It was a big puzzle: at some point during the season, Mercedes must have introduced an 'update' that made the car harder to control. But where and what exactly? In Hungary, the German team seems to have found the answers to the questions.
George Russell finished third in the Hungarian Grand Prix, behind the dominant McLarens. This seems to show that Mercedes has managed to locate the problem of recent weeks - namely the rear axle suspension. In response to a question from
GPblog, Wolff said:
“I think that we tried to solve a problem with an Imola upgrade, with a mechanical upgrade.” 'Mercedes led in wrong direction by Canadian victory'
“That may have not solved an issue, but it made something. It let something else creep into the car. That was an instability that basically took all confidence from the drivers. And it took us a few races to figure that out.”
“Obviously also misled a little bit by the Montreal win, you think maybe that's not so bad of an issue. We came to the conclusion it needs to go, it went off and the car is back to solid form.”
Toto Wolff throws the suspension in the trash
Therefore, the wrong direction was chosen in the development of the car, whereas, of course, it was hoped that the car would actually become better and faster.
"You're right because upgrades are here to bring performance and there's a lot of simulations and analysis that goes into putting parts in the car and then they’re just utterly wrong."

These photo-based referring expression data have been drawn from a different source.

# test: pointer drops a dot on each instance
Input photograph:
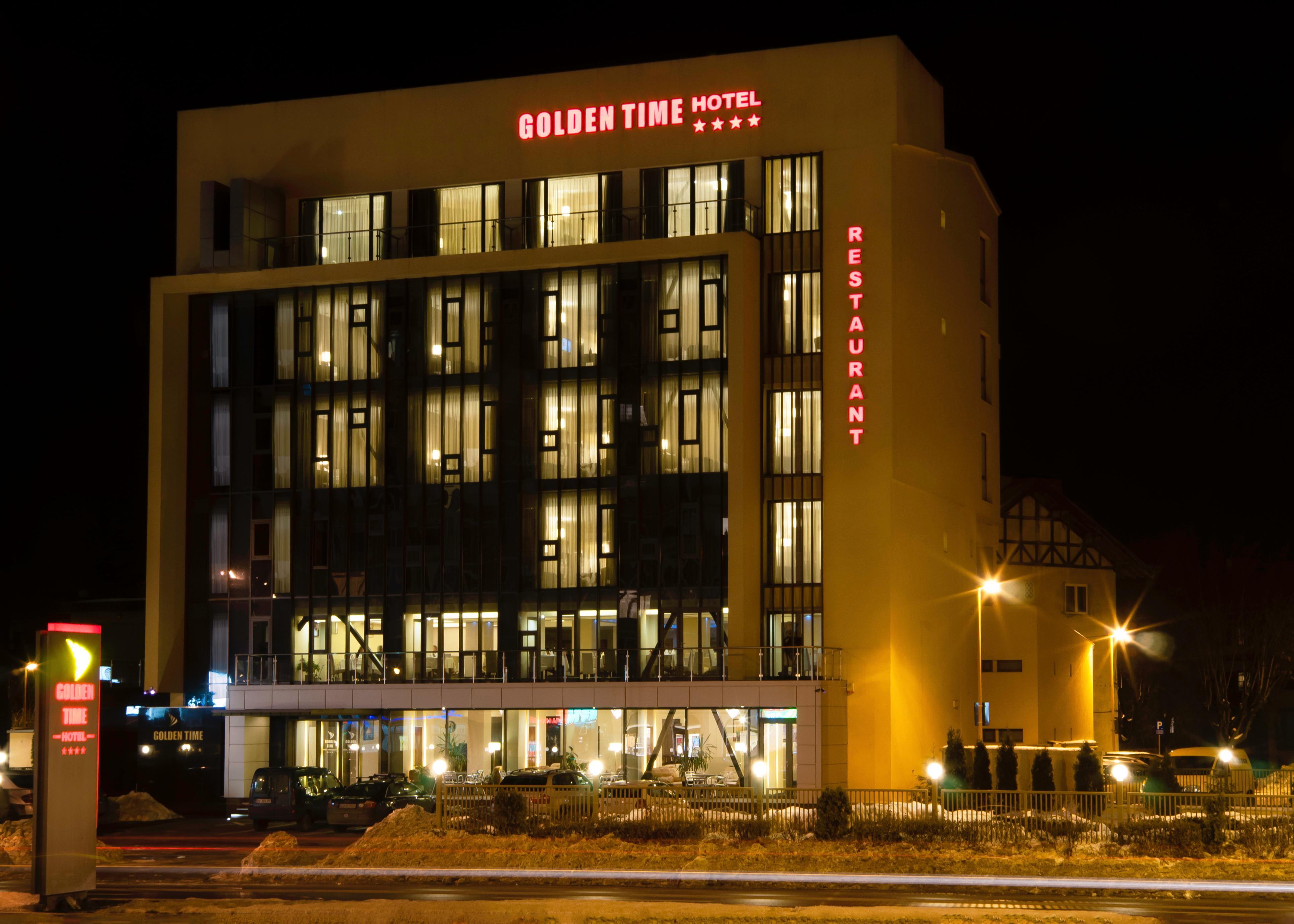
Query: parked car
(15, 795)
(371, 800)
(290, 795)
(1138, 764)
(554, 791)
(1207, 760)
(650, 794)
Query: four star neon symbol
(736, 122)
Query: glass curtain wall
(792, 196)
(345, 230)
(795, 433)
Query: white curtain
(574, 210)
(220, 342)
(435, 448)
(589, 317)
(283, 544)
(679, 196)
(460, 219)
(690, 311)
(285, 336)
(324, 336)
(220, 441)
(219, 550)
(346, 228)
(589, 429)
(283, 437)
(589, 540)
(707, 188)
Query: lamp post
(29, 667)
(1121, 636)
(989, 587)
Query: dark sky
(1146, 183)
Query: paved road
(156, 855)
(1225, 910)
(213, 842)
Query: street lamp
(993, 588)
(1121, 636)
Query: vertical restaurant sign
(854, 336)
(738, 108)
(67, 752)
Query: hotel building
(646, 414)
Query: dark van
(290, 795)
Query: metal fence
(540, 666)
(965, 816)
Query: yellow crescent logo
(81, 657)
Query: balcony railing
(532, 666)
(517, 233)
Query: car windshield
(364, 791)
(526, 779)
(1194, 763)
(316, 785)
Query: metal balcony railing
(532, 666)
(558, 230)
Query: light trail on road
(670, 878)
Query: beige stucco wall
(897, 597)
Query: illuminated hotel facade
(645, 414)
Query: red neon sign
(854, 258)
(76, 627)
(74, 693)
(640, 114)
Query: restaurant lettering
(854, 336)
(643, 114)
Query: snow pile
(16, 846)
(279, 849)
(134, 807)
(396, 840)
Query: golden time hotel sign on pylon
(67, 761)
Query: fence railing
(557, 230)
(974, 817)
(539, 666)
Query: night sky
(1144, 178)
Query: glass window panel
(219, 550)
(283, 441)
(346, 228)
(573, 210)
(285, 321)
(220, 461)
(283, 545)
(460, 210)
(220, 342)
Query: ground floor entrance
(725, 746)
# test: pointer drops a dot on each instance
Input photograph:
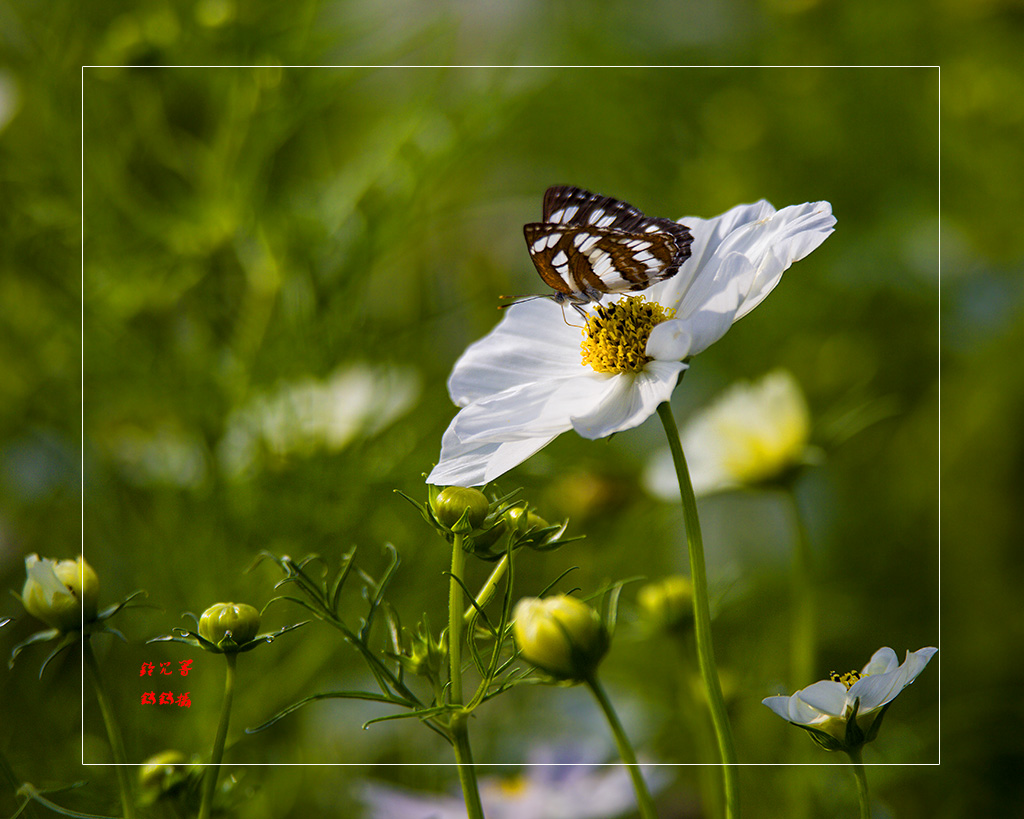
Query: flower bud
(161, 774)
(524, 520)
(668, 603)
(426, 655)
(560, 635)
(461, 509)
(236, 621)
(59, 593)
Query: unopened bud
(60, 593)
(461, 509)
(236, 621)
(560, 635)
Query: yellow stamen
(615, 336)
(513, 786)
(847, 679)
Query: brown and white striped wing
(587, 262)
(589, 245)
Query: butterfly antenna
(518, 300)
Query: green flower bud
(523, 520)
(461, 509)
(668, 603)
(560, 635)
(222, 621)
(59, 593)
(426, 655)
(161, 774)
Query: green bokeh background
(250, 229)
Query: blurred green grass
(247, 230)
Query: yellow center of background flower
(847, 679)
(615, 336)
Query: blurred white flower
(164, 457)
(547, 789)
(846, 710)
(530, 379)
(752, 433)
(301, 418)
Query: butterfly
(589, 246)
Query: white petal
(708, 236)
(531, 342)
(531, 411)
(779, 704)
(879, 689)
(476, 464)
(711, 306)
(631, 400)
(882, 661)
(825, 696)
(774, 244)
(670, 341)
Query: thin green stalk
(217, 755)
(699, 729)
(701, 616)
(857, 766)
(803, 639)
(803, 650)
(458, 726)
(629, 758)
(487, 590)
(113, 730)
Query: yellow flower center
(512, 786)
(847, 679)
(614, 339)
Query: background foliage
(282, 264)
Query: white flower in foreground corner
(845, 712)
(752, 433)
(531, 379)
(554, 786)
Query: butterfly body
(589, 246)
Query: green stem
(113, 730)
(803, 648)
(644, 801)
(858, 774)
(458, 726)
(487, 590)
(701, 616)
(217, 755)
(803, 652)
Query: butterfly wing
(590, 245)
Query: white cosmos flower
(846, 710)
(752, 433)
(527, 381)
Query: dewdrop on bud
(560, 635)
(461, 509)
(237, 622)
(60, 594)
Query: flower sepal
(64, 595)
(226, 640)
(488, 531)
(426, 655)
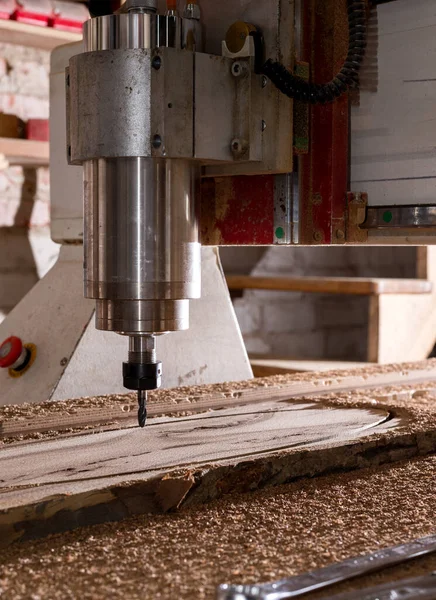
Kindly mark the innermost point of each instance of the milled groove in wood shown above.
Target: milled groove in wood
(125, 414)
(353, 286)
(193, 488)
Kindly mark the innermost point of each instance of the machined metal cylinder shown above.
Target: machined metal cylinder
(142, 251)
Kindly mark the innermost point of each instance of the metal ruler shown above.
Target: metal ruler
(419, 588)
(327, 576)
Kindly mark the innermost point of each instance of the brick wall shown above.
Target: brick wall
(314, 326)
(26, 251)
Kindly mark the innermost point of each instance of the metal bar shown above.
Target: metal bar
(400, 217)
(327, 576)
(422, 588)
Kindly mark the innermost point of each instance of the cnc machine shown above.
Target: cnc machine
(230, 123)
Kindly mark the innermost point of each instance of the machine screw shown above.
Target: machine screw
(157, 142)
(239, 69)
(156, 63)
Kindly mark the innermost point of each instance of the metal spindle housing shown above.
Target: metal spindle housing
(142, 255)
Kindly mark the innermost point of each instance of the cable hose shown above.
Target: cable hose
(348, 77)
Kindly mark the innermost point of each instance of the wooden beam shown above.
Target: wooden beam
(45, 38)
(331, 285)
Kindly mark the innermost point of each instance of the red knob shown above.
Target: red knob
(10, 352)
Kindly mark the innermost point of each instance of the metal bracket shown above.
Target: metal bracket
(357, 203)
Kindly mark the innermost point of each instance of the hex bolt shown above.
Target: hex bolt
(157, 142)
(239, 69)
(156, 63)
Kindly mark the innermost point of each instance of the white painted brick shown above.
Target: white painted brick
(45, 251)
(16, 254)
(256, 345)
(290, 316)
(306, 345)
(340, 311)
(14, 286)
(349, 344)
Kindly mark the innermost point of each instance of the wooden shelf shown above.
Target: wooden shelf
(24, 152)
(45, 38)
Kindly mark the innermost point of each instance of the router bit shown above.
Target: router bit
(142, 410)
(142, 372)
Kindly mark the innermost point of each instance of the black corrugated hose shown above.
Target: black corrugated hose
(348, 77)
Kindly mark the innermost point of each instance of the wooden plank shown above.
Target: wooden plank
(55, 485)
(58, 484)
(330, 285)
(71, 415)
(45, 38)
(393, 126)
(403, 327)
(266, 367)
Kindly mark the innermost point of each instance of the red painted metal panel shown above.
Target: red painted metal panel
(324, 176)
(238, 211)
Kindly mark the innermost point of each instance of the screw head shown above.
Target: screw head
(156, 63)
(157, 142)
(141, 5)
(238, 147)
(239, 69)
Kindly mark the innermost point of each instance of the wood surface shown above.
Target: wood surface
(331, 285)
(393, 125)
(252, 439)
(403, 327)
(24, 152)
(60, 484)
(268, 366)
(123, 413)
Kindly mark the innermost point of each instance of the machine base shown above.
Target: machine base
(75, 360)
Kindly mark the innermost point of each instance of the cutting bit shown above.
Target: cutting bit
(142, 410)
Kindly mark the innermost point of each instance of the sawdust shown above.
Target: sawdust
(249, 538)
(193, 394)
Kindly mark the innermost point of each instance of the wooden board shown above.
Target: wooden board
(57, 484)
(252, 439)
(330, 285)
(266, 367)
(393, 126)
(74, 414)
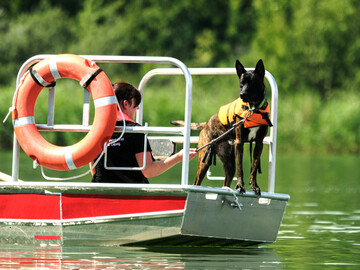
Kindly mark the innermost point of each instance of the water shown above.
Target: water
(320, 229)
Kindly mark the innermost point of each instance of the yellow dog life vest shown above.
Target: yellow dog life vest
(239, 108)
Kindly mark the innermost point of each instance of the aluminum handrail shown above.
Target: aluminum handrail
(271, 139)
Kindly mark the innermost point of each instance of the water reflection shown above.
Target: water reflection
(15, 257)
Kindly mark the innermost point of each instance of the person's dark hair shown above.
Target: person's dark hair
(125, 91)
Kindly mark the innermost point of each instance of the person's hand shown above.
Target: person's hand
(192, 153)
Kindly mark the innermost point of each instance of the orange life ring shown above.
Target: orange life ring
(44, 73)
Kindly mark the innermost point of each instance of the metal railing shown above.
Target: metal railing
(182, 133)
(271, 139)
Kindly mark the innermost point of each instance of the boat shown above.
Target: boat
(61, 213)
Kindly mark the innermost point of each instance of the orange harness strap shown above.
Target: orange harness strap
(238, 107)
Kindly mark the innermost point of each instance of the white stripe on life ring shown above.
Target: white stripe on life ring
(23, 121)
(104, 101)
(68, 158)
(53, 69)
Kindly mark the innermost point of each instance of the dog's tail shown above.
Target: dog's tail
(193, 126)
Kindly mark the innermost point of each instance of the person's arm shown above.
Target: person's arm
(90, 165)
(154, 168)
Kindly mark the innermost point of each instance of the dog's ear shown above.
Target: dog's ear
(239, 68)
(260, 69)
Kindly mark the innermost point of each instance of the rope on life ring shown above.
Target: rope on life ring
(44, 74)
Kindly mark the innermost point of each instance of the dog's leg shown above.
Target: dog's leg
(202, 168)
(240, 173)
(225, 152)
(256, 163)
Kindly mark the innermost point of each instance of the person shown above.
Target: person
(129, 151)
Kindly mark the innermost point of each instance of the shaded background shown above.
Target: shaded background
(311, 47)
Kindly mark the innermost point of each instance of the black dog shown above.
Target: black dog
(252, 110)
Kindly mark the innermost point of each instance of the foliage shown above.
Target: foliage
(311, 47)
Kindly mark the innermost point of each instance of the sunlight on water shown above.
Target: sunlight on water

“And you need to go back to the analogue world and put it on the car and see what it does. It doesn't do what it should do. And that's the tricky bit, I guess, for everyone in Formula 1. How do you bring correlation from what the digital world tells you into the real world. And that has been a feature. And this is the last example of how it tripped us over.” To be clear: this suspension will not return: “It will be ending in a bin somewhere,” concluded Wolff, laughing.